Prove $$\int_0^{\pi/2} x\left({\sin nx\over \sin x}\right)^4\mathrm{d}x<{n^2\pi^2\over 8}.$$
My attempt: \begin{align} \int_0^{\pi/2} x\left({\sin nx\over \sin x}\right)^4\mathrm{d}x & =\sum_{k=1}^n \int_{{k-1\over 2n}\pi}^{{k\over 2n}\pi}x\left({\sin nx\over \sin x}\right)^4\mathrm{d}x\\ & \leq\sum_{k=1}^n \left({\pi\over 2}\right)^4 \int_{{k-1\over 2n}\pi}^{{k\over 2n}\pi}\left({\sin^4nx\over x^3}\right)\mathrm{d}x \quad (\text{use } \sin x\geq {2\over \pi}x ) \tag{1}\label{1}\\ &= \left({\pi\over 2}\right)^4 n^2\sum_{k=1}^n \int_{{k-1\over 2}\pi}^{{k\over 2}\pi}\left({\sin^4x\over x^3}\right)\mathrm{d}x \quad (\text{use } x\to {x\over n}).\\ \end{align} Is my direction right? If right, how can I prove the following $$\sum_{k=1}^n \int_{{k-1\over 2}\pi}^{{k\over 2}\pi}\left({\sin^4x\over x^3}\right)\mathrm{d}x\leq\int_0^{+\infty}\left({\sin^4x\over x^3}\right)\mathrm{d}x \leq {2\over \pi^2}. $$ I use Mathematica to calculate the integral $\int_0^{+\infty}\left({\sin^4x\over x^3}\right)\mathrm{d}x\simeq 0.7>{2\over\pi^2}$, hence my process (\ref{1}) seems to be wrong.

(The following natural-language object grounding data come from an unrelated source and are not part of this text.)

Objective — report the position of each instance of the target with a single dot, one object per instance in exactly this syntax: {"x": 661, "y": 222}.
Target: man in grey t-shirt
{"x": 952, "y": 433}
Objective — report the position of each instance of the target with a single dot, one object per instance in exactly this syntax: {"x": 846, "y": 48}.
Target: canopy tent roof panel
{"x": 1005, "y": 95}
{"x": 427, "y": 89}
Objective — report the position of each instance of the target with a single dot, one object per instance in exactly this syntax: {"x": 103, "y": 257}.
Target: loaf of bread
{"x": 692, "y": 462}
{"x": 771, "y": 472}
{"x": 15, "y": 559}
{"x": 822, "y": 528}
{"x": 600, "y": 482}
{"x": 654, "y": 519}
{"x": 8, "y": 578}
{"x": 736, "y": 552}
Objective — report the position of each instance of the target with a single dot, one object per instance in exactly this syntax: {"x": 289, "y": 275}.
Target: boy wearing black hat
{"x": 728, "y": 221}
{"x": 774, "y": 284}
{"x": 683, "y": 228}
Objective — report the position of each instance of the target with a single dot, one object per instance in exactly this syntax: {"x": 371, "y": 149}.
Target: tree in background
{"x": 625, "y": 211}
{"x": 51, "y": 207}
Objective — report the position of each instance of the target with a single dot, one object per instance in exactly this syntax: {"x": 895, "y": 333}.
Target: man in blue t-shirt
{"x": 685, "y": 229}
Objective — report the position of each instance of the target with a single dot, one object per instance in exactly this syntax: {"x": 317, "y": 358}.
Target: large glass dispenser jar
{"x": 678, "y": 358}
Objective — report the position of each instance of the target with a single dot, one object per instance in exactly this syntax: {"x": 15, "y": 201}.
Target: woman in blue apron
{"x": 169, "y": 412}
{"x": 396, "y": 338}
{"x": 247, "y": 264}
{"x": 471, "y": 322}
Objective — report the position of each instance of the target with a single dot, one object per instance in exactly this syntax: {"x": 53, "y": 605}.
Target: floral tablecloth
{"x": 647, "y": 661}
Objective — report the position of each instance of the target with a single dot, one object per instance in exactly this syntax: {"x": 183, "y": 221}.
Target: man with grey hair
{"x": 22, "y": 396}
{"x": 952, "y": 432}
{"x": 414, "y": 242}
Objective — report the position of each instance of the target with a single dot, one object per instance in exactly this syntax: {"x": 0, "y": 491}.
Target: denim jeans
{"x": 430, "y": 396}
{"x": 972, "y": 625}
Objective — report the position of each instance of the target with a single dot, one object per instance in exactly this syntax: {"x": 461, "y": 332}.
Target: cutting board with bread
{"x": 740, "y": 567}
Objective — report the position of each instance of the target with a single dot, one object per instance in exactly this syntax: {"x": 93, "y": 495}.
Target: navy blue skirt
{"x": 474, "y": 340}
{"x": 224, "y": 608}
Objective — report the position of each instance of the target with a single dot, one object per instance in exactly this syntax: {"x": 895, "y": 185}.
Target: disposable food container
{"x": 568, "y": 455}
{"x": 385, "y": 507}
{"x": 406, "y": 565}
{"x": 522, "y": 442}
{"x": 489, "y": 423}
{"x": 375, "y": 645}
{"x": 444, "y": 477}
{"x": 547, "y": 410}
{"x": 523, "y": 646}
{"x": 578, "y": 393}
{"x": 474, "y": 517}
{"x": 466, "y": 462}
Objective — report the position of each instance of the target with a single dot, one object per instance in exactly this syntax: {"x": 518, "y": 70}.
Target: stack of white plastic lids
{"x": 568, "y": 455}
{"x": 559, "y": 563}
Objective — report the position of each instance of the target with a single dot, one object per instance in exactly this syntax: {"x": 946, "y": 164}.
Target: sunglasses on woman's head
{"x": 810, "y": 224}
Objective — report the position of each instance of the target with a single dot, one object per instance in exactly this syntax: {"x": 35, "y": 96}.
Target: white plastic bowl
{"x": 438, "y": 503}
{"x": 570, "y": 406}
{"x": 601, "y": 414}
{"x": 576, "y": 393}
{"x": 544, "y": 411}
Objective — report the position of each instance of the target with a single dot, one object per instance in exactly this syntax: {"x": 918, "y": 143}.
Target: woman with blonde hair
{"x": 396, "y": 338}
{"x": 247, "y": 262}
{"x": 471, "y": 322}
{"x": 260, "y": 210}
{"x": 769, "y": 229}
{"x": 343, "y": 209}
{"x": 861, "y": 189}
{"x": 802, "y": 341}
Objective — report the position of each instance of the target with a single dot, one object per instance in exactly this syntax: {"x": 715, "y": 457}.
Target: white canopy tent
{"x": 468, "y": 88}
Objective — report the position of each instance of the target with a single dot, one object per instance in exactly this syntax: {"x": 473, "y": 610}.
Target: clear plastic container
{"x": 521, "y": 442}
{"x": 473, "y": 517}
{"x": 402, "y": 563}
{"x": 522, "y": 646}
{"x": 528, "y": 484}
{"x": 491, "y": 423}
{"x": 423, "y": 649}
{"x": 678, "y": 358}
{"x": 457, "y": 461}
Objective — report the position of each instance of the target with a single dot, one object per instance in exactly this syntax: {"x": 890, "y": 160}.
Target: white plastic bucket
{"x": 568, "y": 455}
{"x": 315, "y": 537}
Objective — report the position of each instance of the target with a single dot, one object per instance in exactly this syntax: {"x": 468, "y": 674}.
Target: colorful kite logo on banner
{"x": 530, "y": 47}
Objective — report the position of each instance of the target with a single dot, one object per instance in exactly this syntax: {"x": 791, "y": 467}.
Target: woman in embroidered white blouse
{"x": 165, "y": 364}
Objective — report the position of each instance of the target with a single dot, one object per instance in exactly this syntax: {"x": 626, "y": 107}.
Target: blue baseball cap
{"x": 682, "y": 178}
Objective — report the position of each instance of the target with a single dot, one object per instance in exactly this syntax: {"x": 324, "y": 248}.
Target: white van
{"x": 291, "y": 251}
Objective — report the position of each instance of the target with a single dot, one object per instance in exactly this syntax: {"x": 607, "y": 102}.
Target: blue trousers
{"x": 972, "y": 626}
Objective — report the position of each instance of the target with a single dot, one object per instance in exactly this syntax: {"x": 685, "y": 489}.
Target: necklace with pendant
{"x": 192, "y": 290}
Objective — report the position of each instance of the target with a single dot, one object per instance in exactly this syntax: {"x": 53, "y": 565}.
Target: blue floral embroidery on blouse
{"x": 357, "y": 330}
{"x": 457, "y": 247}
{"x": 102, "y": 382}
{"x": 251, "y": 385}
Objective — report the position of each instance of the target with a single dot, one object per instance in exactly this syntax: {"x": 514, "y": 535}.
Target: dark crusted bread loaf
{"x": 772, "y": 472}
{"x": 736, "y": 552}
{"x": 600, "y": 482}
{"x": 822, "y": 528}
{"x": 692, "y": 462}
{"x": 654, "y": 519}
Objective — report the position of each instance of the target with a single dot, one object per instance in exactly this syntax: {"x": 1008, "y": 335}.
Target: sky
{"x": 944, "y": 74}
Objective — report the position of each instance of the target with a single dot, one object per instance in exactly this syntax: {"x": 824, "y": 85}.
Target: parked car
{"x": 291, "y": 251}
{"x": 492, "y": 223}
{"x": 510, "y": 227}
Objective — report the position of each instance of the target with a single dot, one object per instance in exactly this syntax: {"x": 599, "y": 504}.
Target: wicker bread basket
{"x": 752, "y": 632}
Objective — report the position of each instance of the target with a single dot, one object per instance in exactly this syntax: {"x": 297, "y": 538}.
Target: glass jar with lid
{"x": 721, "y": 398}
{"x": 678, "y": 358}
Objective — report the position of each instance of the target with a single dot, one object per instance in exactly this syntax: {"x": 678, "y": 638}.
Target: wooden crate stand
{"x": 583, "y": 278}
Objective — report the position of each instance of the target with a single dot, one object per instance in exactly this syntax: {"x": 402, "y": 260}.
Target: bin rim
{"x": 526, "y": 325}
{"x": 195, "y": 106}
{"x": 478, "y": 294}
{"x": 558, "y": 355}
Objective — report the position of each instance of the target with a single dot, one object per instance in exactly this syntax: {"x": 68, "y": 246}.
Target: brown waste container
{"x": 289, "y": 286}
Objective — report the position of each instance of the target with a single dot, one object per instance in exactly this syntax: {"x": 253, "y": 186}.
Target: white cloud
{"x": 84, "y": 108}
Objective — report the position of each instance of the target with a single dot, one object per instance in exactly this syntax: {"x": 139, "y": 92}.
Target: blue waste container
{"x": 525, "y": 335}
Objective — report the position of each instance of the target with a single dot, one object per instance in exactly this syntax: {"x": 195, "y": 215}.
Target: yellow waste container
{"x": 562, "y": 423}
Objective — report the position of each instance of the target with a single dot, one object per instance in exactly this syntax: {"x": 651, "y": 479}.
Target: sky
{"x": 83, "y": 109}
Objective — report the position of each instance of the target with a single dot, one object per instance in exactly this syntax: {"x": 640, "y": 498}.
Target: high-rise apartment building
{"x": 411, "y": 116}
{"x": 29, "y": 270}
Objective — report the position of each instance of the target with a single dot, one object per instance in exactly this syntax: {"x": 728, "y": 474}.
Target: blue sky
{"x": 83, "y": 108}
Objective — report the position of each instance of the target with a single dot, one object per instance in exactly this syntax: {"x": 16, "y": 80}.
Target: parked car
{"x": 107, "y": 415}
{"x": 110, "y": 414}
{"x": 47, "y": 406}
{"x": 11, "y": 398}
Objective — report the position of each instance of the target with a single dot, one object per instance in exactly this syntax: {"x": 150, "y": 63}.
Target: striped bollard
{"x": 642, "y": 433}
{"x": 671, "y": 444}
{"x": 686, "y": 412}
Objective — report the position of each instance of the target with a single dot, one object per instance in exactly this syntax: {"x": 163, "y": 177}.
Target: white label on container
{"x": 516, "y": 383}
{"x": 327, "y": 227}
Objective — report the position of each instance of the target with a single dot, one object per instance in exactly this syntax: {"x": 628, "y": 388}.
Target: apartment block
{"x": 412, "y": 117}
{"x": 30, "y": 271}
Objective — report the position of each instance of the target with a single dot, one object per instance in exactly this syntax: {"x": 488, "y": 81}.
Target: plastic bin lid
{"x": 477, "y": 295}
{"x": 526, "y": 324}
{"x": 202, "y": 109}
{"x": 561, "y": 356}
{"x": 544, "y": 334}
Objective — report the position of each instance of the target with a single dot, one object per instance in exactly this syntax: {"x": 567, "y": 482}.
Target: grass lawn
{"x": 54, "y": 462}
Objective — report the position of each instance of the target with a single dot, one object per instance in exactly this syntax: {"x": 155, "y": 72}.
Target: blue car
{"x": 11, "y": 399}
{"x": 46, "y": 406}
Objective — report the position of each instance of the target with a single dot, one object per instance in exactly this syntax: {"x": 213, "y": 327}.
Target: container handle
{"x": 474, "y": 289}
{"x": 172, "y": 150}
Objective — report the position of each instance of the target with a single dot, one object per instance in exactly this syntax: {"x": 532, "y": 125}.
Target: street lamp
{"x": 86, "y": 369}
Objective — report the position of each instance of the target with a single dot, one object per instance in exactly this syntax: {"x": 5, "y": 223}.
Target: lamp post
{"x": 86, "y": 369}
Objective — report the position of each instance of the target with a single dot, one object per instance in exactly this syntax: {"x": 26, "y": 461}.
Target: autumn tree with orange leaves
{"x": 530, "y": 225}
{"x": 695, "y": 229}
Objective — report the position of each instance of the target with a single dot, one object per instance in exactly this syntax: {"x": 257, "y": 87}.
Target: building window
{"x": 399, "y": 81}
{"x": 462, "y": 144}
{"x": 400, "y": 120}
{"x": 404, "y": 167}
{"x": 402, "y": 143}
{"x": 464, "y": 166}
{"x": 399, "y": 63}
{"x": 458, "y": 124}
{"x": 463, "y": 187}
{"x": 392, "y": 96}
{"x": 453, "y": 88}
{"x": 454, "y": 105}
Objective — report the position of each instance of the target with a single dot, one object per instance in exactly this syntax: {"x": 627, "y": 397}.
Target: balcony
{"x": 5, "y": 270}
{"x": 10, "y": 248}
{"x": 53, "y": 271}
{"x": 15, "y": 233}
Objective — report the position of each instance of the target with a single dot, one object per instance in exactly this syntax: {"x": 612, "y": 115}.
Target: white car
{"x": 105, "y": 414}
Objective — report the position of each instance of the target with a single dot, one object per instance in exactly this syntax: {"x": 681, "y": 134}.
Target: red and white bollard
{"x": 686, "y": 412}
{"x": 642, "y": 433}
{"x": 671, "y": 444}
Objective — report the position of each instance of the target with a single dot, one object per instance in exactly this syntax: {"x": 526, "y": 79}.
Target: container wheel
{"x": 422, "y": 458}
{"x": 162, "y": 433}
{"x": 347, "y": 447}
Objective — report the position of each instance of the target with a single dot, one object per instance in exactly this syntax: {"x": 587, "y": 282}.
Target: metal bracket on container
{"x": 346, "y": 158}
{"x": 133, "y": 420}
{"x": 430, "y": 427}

The term $\left(\frac{\sin nx}{\sin x}\right)^4$ is associated with the Jackson kernel.
Your inequality is indeed just a minor variation on Lemma 0.5 in the linked notes, and it can be proved through the same technique: expand $|x|$ as a Fourier cosine series over $\left(-\frac{\pi}{2},\frac{\pi}{2}\right)$, do the same for $\left(\frac{\sin nx}{\sin x}\right)^4$, then apply orthogonality/Bessel's inequality.